Um conto de fadas inglês em breve?
McIlroy obviamente tem muito apoio da multidão, mas o maior apoiador é o garoto local Tommy Fleetwood.
Fleetwood terminou T27 em seu percurso em casa em 2017, mas isso marca um progresso ao passar pela primeira vez no The Open.
Depois de encerrar sua longa espera pela vitória no PGA Tour no ano passado, Fleetwood pode enfrentar o desafio de Birkdale com confiança. Ele não vencerá em 2026, mas Fleetwood tem seis resultados entre os 10 primeiros este ano e é o sexto no PGA Tour em precisão de direção e o primeiro em scrambling.
Em outras palavras, apesar de muitas outras fortes esperanças de se tornar o primeiro inglês a vencer o Open desde o triunfo de Nick Faldo em Muirfield em 1992, Fleetwood foi um dos candidatos no domingo. Tony Jacklin Royal Lytham e St Anne’s não venceram o Open em solo inglês em 1969.

Aaron Roy já fez uma temporada de sonho ao vencer o PGA Championship. Segundo no PGA Tour nesta temporada em precisão de direção e 10º em greens, ele é outro cara que sugeriu que pode enfrentar o difícil teste que Birkdale tem a oferecer em 2026.
Matt Fitzpatrick tem sido indiscutivelmente o jogador dominante no PGA Tour nesta temporada, com três vitórias e oito entre os 10 primeiros, e é o favorito para desafiar Scheffler pela coroa.
Mas fora de Fleetwood, o conto de fadas definitivo será uma vitória para Justin Rose.
O campeão do US Open de 2013 sofreu ainda mais agonia no Masters no início deste ano e recentemente terminou o T2 duas vezes no The Open em 2024.
Rose terminou em quarto lugar em Birkdale no dia 18 e conquistou a medalha de prata para o azarão em sua estreia no Open em 1998. Vinte e oito anos depois, Rose se tornou um vencedor digno e popular do segundo grande atraso.
Quando é o Campeonato Aberto de 2026
O 154º Open começa na quinta-feira, 16 de julho, e termina em 19 de julho, no Royal Birkdale, em Southport.
Onde assistir ao Campeonato Aberto de 2026
A cobertura do Open Championship está disponível no Sky Sports Golf, com ação ao vivo de todas as quatro rodadas da semana.
Para quem não tem assinatura Sky Sports, a Now TV oferece passes diários e mensais com acesso ao canal Sky Sports Golf.
Previsão do campeonato aberto de 2026: Matt Fitzpatrick
Apesar de todo o apoio que McIlroy, Fleetwood e Rose receberão sem dúvida, há fortes argumentos de que Fitzpatrick é a melhor aposta para uma vitória em casa e o melhor homem para desafiar Scheffler.
Ele fez o Open cut pela primeira vez como profissional em 2017, apenas em uma participação anterior no Fitzpatrick Birkdale.

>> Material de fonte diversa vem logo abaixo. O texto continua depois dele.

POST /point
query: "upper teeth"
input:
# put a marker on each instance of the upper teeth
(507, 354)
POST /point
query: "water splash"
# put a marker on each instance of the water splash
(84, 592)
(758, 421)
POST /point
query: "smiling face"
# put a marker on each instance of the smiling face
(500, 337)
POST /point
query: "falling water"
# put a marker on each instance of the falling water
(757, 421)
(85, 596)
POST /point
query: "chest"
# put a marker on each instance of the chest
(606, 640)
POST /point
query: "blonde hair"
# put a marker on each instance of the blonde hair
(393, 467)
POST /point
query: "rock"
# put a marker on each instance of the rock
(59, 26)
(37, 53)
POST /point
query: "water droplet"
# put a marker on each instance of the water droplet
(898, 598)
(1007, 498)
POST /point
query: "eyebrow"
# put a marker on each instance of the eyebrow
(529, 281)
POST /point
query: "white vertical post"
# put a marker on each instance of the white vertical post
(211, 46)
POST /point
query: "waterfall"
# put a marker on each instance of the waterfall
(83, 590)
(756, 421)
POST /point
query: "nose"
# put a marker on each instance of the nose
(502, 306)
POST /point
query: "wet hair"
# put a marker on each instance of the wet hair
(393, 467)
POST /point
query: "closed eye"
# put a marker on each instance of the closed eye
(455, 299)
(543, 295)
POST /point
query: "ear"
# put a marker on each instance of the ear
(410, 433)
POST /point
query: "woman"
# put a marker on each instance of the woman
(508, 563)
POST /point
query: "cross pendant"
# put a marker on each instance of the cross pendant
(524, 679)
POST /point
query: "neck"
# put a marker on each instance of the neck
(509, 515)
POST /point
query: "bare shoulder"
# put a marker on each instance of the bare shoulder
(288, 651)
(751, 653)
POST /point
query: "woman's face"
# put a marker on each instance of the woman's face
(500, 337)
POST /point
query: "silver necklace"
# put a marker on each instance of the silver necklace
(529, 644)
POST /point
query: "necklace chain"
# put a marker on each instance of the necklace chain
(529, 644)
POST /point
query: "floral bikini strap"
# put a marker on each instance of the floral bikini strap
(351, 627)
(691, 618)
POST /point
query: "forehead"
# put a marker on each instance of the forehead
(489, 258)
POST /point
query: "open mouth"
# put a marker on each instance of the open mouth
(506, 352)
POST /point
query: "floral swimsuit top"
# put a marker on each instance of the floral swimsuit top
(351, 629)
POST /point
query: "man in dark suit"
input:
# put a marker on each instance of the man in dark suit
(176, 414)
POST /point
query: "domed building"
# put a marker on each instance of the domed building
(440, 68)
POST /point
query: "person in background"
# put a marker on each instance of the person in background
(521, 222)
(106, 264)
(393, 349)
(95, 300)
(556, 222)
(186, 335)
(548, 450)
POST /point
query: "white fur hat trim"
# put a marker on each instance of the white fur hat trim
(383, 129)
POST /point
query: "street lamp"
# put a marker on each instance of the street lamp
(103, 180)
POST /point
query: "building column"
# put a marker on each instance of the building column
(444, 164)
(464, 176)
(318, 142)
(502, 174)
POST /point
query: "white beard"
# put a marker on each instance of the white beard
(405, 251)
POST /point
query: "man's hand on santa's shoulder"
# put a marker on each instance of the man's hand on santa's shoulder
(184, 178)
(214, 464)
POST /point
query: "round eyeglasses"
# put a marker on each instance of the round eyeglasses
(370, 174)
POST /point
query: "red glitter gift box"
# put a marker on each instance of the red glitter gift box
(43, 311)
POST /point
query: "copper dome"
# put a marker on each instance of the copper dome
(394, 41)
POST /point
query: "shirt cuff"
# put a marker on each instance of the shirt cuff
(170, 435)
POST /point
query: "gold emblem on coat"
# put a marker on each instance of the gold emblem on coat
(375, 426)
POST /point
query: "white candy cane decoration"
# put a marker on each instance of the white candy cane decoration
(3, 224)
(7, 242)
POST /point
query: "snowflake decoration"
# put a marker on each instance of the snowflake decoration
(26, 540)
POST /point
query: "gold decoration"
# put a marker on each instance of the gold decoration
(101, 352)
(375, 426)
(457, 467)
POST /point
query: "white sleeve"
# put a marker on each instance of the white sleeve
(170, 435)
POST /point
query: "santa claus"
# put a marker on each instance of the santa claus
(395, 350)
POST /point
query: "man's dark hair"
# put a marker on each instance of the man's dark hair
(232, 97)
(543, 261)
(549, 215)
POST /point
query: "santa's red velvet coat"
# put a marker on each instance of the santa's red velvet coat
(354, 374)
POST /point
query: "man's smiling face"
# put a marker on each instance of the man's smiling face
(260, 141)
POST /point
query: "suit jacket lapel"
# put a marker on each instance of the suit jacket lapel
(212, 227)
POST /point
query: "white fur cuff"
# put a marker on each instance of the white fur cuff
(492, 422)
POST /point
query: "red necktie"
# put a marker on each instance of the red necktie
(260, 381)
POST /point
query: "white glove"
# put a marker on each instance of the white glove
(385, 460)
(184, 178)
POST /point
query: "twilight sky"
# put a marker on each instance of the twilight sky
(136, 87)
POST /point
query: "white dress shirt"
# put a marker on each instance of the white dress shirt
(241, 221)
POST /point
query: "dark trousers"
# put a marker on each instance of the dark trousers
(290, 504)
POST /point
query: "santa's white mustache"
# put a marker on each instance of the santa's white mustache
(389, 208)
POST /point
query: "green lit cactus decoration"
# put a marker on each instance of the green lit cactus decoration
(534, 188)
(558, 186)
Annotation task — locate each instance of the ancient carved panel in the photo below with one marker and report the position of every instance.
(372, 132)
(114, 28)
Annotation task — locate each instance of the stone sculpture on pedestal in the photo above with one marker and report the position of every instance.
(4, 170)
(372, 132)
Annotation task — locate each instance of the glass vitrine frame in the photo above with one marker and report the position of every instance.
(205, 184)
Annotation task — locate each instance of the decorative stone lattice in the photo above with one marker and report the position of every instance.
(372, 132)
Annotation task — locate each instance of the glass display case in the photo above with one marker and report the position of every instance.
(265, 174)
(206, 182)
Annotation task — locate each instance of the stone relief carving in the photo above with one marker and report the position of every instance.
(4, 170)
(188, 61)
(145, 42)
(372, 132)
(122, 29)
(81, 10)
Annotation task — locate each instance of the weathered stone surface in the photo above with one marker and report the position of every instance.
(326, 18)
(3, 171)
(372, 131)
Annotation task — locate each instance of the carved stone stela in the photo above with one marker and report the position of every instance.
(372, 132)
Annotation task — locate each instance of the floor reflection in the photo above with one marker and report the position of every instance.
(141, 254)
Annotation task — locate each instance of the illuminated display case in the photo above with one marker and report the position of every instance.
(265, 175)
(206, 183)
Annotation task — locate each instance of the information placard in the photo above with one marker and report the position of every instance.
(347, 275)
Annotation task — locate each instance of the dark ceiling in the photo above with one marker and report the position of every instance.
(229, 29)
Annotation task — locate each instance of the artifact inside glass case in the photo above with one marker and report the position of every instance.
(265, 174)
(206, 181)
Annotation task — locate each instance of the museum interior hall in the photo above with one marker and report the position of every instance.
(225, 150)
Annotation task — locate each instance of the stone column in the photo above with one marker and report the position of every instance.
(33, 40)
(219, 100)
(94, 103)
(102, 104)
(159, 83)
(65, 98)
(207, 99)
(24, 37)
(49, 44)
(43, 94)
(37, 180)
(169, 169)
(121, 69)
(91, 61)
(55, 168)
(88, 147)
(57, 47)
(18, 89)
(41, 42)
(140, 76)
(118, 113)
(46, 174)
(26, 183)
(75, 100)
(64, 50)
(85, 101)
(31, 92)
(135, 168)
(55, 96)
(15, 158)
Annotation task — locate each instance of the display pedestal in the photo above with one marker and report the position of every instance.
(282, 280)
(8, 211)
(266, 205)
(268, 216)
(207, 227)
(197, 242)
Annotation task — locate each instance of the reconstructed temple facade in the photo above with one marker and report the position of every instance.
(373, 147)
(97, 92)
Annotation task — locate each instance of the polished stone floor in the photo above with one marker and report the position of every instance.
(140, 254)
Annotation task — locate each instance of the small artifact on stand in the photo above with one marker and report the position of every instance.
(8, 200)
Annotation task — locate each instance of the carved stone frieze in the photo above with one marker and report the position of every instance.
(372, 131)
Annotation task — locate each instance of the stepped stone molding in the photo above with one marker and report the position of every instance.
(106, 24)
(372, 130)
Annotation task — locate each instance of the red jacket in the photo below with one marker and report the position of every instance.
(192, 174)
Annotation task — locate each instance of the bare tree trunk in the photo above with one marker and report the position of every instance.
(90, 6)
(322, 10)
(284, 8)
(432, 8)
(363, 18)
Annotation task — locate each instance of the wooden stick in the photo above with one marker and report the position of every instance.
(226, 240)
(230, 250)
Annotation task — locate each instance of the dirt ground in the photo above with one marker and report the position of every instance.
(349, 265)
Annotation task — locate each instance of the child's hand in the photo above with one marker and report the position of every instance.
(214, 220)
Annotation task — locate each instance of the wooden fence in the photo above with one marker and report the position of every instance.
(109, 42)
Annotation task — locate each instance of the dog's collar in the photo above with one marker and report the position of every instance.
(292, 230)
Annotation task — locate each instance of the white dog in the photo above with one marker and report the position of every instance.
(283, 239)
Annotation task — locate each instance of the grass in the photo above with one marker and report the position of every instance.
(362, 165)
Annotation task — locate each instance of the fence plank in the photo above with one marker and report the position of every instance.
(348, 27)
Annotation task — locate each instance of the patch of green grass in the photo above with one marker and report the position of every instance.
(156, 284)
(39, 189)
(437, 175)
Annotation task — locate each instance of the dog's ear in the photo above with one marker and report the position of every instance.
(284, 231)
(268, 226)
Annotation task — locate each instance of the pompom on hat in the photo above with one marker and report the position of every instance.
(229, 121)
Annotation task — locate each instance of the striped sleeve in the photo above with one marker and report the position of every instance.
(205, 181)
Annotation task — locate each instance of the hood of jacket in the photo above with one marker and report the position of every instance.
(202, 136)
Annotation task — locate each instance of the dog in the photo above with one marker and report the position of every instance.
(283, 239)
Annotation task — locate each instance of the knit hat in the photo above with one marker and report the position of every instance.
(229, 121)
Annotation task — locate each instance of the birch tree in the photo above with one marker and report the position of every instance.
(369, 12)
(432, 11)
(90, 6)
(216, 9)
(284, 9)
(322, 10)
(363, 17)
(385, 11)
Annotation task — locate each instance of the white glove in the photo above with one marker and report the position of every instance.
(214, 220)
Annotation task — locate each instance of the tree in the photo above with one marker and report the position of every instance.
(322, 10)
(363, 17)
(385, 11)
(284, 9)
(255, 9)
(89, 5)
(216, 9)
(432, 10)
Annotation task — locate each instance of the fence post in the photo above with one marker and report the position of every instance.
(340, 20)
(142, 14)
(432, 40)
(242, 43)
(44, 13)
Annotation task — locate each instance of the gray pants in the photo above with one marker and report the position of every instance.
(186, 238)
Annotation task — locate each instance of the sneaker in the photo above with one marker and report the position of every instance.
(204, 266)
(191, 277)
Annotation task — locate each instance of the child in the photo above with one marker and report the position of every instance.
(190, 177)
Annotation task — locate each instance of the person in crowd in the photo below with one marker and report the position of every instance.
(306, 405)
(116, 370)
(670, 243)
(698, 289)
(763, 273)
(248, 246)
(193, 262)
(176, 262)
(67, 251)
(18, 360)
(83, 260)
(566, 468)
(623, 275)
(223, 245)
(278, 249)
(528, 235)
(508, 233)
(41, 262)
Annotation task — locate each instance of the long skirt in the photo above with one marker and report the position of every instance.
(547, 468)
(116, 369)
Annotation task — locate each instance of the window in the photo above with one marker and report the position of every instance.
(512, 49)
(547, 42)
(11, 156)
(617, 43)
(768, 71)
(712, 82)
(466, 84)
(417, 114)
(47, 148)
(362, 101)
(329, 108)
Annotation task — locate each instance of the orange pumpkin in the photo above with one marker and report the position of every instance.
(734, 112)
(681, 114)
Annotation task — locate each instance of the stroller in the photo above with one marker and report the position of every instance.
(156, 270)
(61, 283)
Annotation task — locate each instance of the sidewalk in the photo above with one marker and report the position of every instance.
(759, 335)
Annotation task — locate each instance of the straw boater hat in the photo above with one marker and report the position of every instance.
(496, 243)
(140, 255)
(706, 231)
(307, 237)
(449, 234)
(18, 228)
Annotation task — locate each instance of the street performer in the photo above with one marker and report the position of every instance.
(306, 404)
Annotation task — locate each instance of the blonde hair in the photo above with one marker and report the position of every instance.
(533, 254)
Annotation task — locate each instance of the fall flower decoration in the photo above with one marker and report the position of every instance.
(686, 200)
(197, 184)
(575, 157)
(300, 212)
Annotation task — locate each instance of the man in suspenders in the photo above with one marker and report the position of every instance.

Desde então, ele se tornou um excelente jogador versátil que, em 2026, se classificou entre os 10 primeiros no PGA Tour em direção (3º), total de tacadas (3º), precisão de condução (9º), greens sob controle (3º), média de pontuação (2º) e pontuação de par 4 (3º). Birkdale tem 12 buracos de par 4.
O resultado T4 do ano passado em Portrush foi o melhor de Fitzpatrick no The Open e o resultado T3 da semana passada no Aberto da Escócia deu-lhe ainda mais motivos para estar confiante de que este foi o ano em que conquistou o Claret Jug. Fitzpatrick já provou que pode entregar quando é importante vencer o US Open de 2022 e é o melhor candidato para entregar o primeiro vencedor inglês no The Open em 34 anos.